Ever since the Giro d’Italia announced that it was moving its Grand Partenza to the southern island of Sicily, I knew I would be at there. Sure I liked the original idea of starting in Budapest, but I love Sicily. And from a photographer’s perspective, what a start it was, with Stage 1 starting at on the hills of Palermo in Monreale, a splendid town, home to a pristine Norman cathedral that is today a UNESCO Heritage site, while Stage 2 finishes at the Valley of the Temples in Agrigento and Stage 3 on the mythic Mont Etna.
But while I have had the chance to visit the Greek temples on several occasions as well as Etna, I had never been to Monreale and was only too eager.
Arriving in Palermo on Friday before the race, I immediately drove up to the start as I understood that the ancient town would be covered with narrow cobbled streets that would be hard to negotiate on race day and it was best to get a lay of the land ahead of time.
Driving up the steep pitches I immediately noticed the nave with its intricate design that reflects its Middle Eastern influences. Would the riders have time to look around as they punched up the final pitches of this climb into the town? Probably not, but I knew it would make for a good backdrop.
Once at the town square, I was impressed by the symmetrical gallery that laced one side of the square. Obviously the repeating arches of the hallway here, would provide a natural frame for certain riders. And as I left town, the deep-plunging perspective overlooking Palermo and the Mediterranean Sea offered a clear option.
It was going to be a good day!
That said, race day is always different. The mid-day lighting was unconvincing, and I was troubled by the overnight addition of barriers and banners. But I also knew that I would have ample opportunities.
Crowds were thick on the climb, and provided a perfect frame for a classic action shot as the riders crested the final pitches. But I was also intrigued by the rhythms in the stonework and often found myself lying on the ground to maximize my frame.
At one point I moved to the town square as I waited for Australian Rohan Dennis, one of the pre-race favorites. But while I liked the frame, I found it a little too clean, and soon moved on.
The descent also was appealing, but finding a proper vantage point proved unconvincing. Standing on a couple of large-scale flower pots I managed to get above the riders and capture our height over Palermo. But the pots were far from stable and I understood that I couldn’t remain there long.
So soon enough, it was back to the climb, as I waited for the favorites. Three-time world time trial champion Tony Martin looked great as he crested the climb as he is always projects a mix of power and elegance. But it was clear that recently crowned world champion Filippo Ganna was having a great ride as he powered over the climb, and it was no surprise to hear that he would go on to post the winning time.
But while I liked the classic shot of him on the climb, in the end I preferred the more subdued view against the back of the Cathedral. His rainbow-stripped world champion skinsuit stood out against the intricate stonework while a a peak of light coming through the tunnel on the edge of the frame, gives us a clue as to where he was going.

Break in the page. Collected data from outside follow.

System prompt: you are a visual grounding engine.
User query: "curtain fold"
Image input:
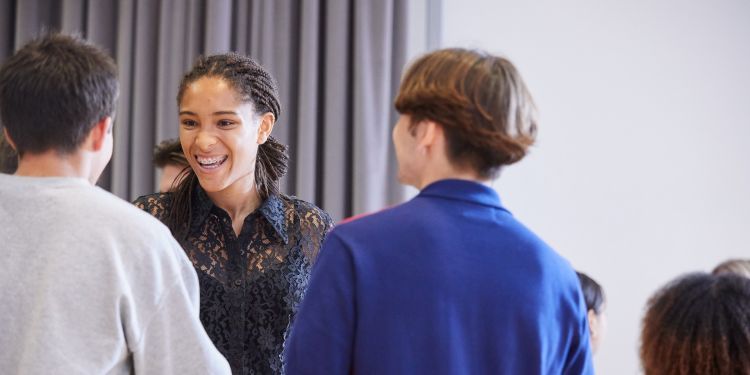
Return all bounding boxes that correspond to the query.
[0,0,407,220]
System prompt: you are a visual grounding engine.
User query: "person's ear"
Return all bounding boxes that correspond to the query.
[414,120,443,151]
[256,112,276,145]
[3,127,18,152]
[586,309,599,339]
[88,116,112,152]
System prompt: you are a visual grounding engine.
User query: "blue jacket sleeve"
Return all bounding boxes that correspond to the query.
[284,230,356,375]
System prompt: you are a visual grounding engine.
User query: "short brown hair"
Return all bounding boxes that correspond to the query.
[154,139,189,168]
[641,273,750,375]
[711,259,750,277]
[0,34,118,156]
[395,48,537,178]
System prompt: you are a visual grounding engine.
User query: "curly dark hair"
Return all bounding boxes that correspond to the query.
[641,273,750,375]
[165,52,289,239]
[395,48,537,178]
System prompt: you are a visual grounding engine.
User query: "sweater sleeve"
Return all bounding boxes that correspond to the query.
[284,231,356,374]
[131,242,231,374]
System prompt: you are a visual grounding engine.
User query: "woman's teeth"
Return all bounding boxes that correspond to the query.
[195,156,227,169]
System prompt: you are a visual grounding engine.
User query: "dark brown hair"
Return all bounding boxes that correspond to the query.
[165,52,289,239]
[395,48,537,178]
[0,128,18,173]
[153,139,189,168]
[576,271,604,315]
[0,34,118,156]
[641,273,750,375]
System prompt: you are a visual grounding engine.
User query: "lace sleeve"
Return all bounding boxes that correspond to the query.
[295,200,333,263]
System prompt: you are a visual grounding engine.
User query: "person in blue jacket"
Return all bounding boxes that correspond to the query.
[284,49,593,375]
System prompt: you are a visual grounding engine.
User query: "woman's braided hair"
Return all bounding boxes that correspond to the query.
[166,52,289,238]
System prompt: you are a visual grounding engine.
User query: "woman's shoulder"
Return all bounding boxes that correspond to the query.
[133,193,172,220]
[279,194,333,232]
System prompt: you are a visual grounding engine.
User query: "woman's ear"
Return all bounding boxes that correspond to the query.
[256,112,276,145]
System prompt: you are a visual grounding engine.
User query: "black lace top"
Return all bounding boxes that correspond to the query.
[135,187,332,374]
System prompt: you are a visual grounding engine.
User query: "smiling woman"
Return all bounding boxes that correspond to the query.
[135,53,332,374]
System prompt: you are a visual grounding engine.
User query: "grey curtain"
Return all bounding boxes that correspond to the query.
[0,0,408,220]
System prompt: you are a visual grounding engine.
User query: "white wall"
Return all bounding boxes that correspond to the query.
[442,0,750,374]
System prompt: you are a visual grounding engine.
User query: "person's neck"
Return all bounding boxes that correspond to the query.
[206,174,262,235]
[415,164,490,190]
[15,150,93,184]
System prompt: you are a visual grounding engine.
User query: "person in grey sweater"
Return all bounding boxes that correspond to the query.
[0,34,230,374]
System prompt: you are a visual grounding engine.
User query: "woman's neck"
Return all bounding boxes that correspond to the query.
[206,174,262,235]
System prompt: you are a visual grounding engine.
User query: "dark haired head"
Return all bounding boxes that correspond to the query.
[395,48,537,178]
[0,34,118,156]
[0,131,18,173]
[641,273,750,375]
[153,139,189,168]
[167,52,289,238]
[576,271,604,314]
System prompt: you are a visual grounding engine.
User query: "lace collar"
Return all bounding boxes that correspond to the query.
[190,185,289,244]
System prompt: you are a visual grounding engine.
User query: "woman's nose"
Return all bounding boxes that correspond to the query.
[195,130,216,151]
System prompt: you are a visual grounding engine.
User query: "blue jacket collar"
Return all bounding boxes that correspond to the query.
[417,179,505,210]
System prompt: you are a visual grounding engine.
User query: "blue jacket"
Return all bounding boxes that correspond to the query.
[285,180,593,375]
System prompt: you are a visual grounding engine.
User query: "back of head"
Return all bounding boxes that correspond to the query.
[641,273,750,375]
[576,271,604,314]
[154,139,189,168]
[711,259,750,278]
[395,48,537,178]
[0,131,18,173]
[0,34,118,156]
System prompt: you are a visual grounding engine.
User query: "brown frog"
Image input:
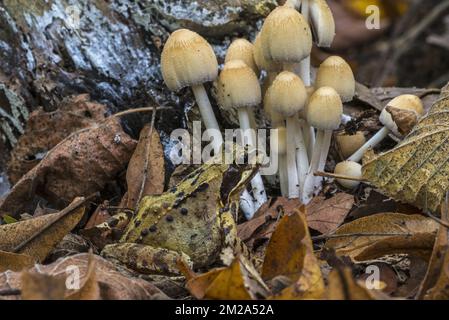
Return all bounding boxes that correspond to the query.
[102,164,257,274]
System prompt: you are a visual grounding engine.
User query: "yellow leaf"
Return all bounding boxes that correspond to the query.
[262,210,324,299]
[326,213,438,261]
[362,87,449,212]
[326,268,388,300]
[187,256,269,300]
[0,251,36,272]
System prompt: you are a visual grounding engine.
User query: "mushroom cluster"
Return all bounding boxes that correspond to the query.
[162,0,423,219]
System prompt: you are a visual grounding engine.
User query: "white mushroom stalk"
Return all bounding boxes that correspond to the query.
[348,94,424,162]
[265,71,307,198]
[302,87,343,204]
[218,60,267,214]
[161,29,254,215]
[161,29,223,152]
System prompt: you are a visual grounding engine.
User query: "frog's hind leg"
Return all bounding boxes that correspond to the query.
[101,243,193,275]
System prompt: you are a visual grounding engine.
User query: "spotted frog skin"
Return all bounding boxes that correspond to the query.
[102,164,257,274]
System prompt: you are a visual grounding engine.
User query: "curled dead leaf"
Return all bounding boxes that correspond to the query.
[326,213,438,261]
[306,193,354,234]
[122,125,165,209]
[262,210,324,299]
[0,253,168,300]
[8,94,107,184]
[0,198,84,261]
[187,256,269,300]
[0,117,135,215]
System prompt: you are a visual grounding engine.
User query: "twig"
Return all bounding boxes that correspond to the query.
[110,106,172,119]
[312,232,412,241]
[426,210,449,229]
[313,171,368,183]
[11,192,99,253]
[0,289,22,296]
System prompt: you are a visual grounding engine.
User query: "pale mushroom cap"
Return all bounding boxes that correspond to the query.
[270,127,287,155]
[306,87,343,130]
[334,161,362,189]
[387,94,424,116]
[315,56,355,102]
[161,29,218,91]
[379,94,424,132]
[260,6,312,63]
[335,131,366,158]
[310,0,335,47]
[217,60,262,109]
[254,33,282,72]
[225,39,259,76]
[265,71,307,117]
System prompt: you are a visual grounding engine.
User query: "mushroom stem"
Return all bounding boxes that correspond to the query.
[300,119,315,161]
[317,130,332,171]
[347,127,390,162]
[299,0,310,86]
[237,108,267,210]
[295,117,309,198]
[278,154,288,197]
[302,130,324,204]
[192,84,223,152]
[287,117,299,199]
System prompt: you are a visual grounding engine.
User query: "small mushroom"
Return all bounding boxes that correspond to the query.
[225,39,260,76]
[265,71,308,198]
[303,87,343,204]
[334,161,362,189]
[348,94,424,162]
[260,6,312,71]
[218,60,267,212]
[161,29,223,150]
[335,131,366,159]
[315,56,355,102]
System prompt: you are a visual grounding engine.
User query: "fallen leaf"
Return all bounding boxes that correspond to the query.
[20,271,66,300]
[0,253,168,300]
[122,125,165,209]
[187,256,269,300]
[0,251,36,272]
[326,268,388,300]
[325,213,438,261]
[0,198,84,261]
[363,84,449,212]
[417,204,449,300]
[262,210,324,299]
[306,193,354,234]
[0,117,135,216]
[237,197,301,248]
[7,94,107,184]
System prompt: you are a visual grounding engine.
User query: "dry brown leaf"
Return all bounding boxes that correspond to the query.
[306,193,354,234]
[363,88,449,212]
[237,197,301,248]
[417,204,449,300]
[20,271,66,300]
[8,94,107,184]
[262,210,324,299]
[0,251,36,272]
[326,213,438,261]
[0,253,168,300]
[187,256,269,300]
[122,125,165,209]
[326,268,388,300]
[0,117,135,215]
[0,199,84,261]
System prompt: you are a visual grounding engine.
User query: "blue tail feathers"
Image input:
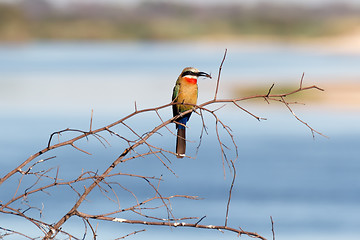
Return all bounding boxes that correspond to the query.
[176,116,190,129]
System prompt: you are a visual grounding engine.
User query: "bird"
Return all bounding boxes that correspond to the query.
[172,67,211,158]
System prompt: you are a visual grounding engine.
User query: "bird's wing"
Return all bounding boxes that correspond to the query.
[171,82,180,116]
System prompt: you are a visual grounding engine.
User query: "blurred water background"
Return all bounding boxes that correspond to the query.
[0,1,360,240]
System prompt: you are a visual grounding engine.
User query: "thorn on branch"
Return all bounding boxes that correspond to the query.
[265,83,275,98]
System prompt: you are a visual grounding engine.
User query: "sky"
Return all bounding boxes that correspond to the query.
[0,0,360,6]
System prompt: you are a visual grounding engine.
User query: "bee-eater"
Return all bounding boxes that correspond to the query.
[172,67,211,158]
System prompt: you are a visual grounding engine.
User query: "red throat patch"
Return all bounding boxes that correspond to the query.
[184,77,197,84]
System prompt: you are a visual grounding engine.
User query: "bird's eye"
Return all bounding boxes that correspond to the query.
[181,71,196,77]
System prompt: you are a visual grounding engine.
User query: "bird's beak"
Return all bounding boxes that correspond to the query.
[197,72,212,78]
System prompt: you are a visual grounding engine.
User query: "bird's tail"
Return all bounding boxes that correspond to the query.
[176,128,186,158]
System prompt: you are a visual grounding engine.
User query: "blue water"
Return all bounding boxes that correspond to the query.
[0,43,360,239]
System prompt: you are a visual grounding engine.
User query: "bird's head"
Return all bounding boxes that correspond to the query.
[179,67,211,83]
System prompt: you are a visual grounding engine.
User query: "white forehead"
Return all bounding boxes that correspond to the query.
[183,67,199,73]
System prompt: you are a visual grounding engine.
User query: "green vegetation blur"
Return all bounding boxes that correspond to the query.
[0,0,360,41]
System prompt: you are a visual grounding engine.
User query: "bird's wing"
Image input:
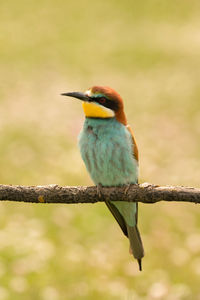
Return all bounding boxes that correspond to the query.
[105,201,128,237]
[126,125,139,161]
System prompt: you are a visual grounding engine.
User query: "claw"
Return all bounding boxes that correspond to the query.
[97,183,103,199]
[124,183,131,195]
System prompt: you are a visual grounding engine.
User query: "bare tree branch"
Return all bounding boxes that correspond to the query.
[0,183,200,204]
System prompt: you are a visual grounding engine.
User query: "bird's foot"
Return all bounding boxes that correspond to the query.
[124,183,131,195]
[97,183,103,199]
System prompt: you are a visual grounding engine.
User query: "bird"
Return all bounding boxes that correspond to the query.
[61,86,144,271]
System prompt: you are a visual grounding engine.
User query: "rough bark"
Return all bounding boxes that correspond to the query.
[0,183,200,204]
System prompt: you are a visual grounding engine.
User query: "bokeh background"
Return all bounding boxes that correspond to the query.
[0,0,200,300]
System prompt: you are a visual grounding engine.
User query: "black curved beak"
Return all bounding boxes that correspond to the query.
[61,92,91,102]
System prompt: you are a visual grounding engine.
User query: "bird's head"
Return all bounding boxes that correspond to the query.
[61,86,127,125]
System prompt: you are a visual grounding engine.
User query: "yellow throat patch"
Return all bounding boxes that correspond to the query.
[82,102,115,118]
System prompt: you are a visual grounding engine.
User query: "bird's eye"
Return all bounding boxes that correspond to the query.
[99,97,106,104]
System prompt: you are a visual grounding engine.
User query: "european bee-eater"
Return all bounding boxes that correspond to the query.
[62,86,144,270]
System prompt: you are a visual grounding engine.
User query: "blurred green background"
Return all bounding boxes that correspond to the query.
[0,0,200,300]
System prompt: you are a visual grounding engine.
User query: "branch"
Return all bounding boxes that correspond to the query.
[0,183,200,204]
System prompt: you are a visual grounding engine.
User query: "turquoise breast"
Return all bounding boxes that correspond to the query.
[79,118,138,186]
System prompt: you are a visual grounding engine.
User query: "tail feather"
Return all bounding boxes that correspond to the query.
[127,225,144,271]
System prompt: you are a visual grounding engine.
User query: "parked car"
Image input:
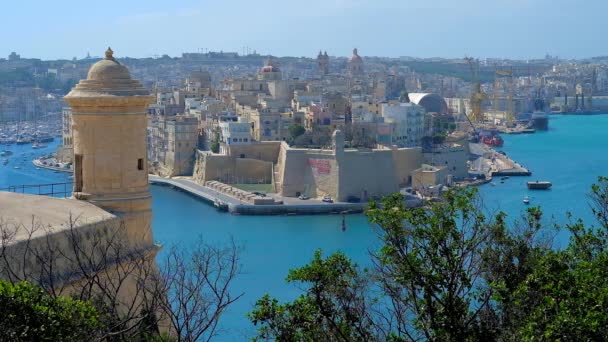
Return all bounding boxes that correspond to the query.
[346,196,361,203]
[321,195,334,203]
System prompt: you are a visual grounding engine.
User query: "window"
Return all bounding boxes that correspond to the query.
[74,154,83,192]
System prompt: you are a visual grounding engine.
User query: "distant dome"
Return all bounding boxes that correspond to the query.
[87,49,131,81]
[350,48,363,62]
[260,65,281,72]
[66,48,150,99]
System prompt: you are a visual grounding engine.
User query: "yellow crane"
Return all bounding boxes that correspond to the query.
[465,57,487,122]
[494,68,515,126]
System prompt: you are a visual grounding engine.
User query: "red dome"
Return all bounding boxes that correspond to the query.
[350,48,363,62]
[260,65,280,72]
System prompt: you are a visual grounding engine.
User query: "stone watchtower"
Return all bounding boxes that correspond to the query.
[65,48,153,242]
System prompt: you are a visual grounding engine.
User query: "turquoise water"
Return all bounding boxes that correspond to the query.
[480,115,608,246]
[0,115,608,341]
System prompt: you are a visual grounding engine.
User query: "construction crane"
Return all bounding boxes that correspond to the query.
[494,67,515,126]
[465,57,487,122]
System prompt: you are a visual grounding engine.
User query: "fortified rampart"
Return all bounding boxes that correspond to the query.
[194,133,422,201]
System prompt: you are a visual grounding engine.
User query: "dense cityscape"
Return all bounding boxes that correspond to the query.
[0,0,608,342]
[0,48,608,206]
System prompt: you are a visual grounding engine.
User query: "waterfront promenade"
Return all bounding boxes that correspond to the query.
[469,143,532,180]
[149,175,367,215]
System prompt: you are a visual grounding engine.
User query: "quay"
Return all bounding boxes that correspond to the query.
[32,158,74,173]
[469,143,532,181]
[148,175,367,215]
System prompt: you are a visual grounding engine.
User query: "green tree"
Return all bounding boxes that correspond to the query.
[249,251,374,341]
[516,177,608,341]
[0,280,102,341]
[249,177,608,341]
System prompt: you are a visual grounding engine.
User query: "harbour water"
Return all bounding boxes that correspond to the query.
[0,115,608,341]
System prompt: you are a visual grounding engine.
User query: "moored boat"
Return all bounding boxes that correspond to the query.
[528,181,553,190]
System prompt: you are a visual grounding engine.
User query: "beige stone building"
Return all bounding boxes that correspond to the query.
[194,131,422,201]
[0,49,158,316]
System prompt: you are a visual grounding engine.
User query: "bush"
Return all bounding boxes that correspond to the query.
[0,280,101,341]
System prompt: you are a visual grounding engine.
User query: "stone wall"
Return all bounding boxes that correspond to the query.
[336,150,399,201]
[57,145,74,163]
[193,151,273,184]
[275,144,339,198]
[392,147,422,187]
[275,144,421,201]
[423,145,469,179]
[228,141,281,163]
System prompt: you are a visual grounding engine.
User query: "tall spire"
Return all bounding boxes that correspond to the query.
[106,47,114,61]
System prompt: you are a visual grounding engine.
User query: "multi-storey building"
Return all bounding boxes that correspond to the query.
[382,102,425,147]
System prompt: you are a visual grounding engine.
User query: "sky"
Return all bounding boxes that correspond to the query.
[0,0,608,59]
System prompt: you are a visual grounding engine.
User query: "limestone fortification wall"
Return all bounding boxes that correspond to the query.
[336,150,399,201]
[277,145,339,198]
[57,145,74,163]
[193,151,273,184]
[392,147,422,187]
[423,146,469,179]
[228,141,281,163]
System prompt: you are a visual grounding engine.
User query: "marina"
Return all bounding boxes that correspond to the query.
[0,115,608,341]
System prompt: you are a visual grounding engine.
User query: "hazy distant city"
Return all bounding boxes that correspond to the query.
[0,0,608,342]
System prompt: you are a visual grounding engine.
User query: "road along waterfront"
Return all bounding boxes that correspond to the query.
[0,115,608,341]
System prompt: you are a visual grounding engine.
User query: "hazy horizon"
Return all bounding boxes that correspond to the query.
[0,0,608,60]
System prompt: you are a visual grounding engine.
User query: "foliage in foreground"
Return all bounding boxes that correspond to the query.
[249,177,608,341]
[0,280,101,341]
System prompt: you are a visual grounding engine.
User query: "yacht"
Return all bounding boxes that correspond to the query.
[527,181,553,190]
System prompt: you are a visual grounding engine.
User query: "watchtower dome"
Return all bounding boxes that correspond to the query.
[65,48,153,238]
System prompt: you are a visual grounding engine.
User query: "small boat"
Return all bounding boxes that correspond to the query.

Ganna of course was met with thundering cheers. But he was no match for local favorite Giovanni Visconti. His fan club was on hand at the top of the climb along with local fans of all ages. And nothing short of pandemonium broke out as this otherwise modest rider powered over the climb. Cameras were out. Fans screamed. And some even took up chase. For in their eyes, he was the star of the day.
And what a great day it was at Monreale. What a great way to finally start this year’s Giro d’Italia!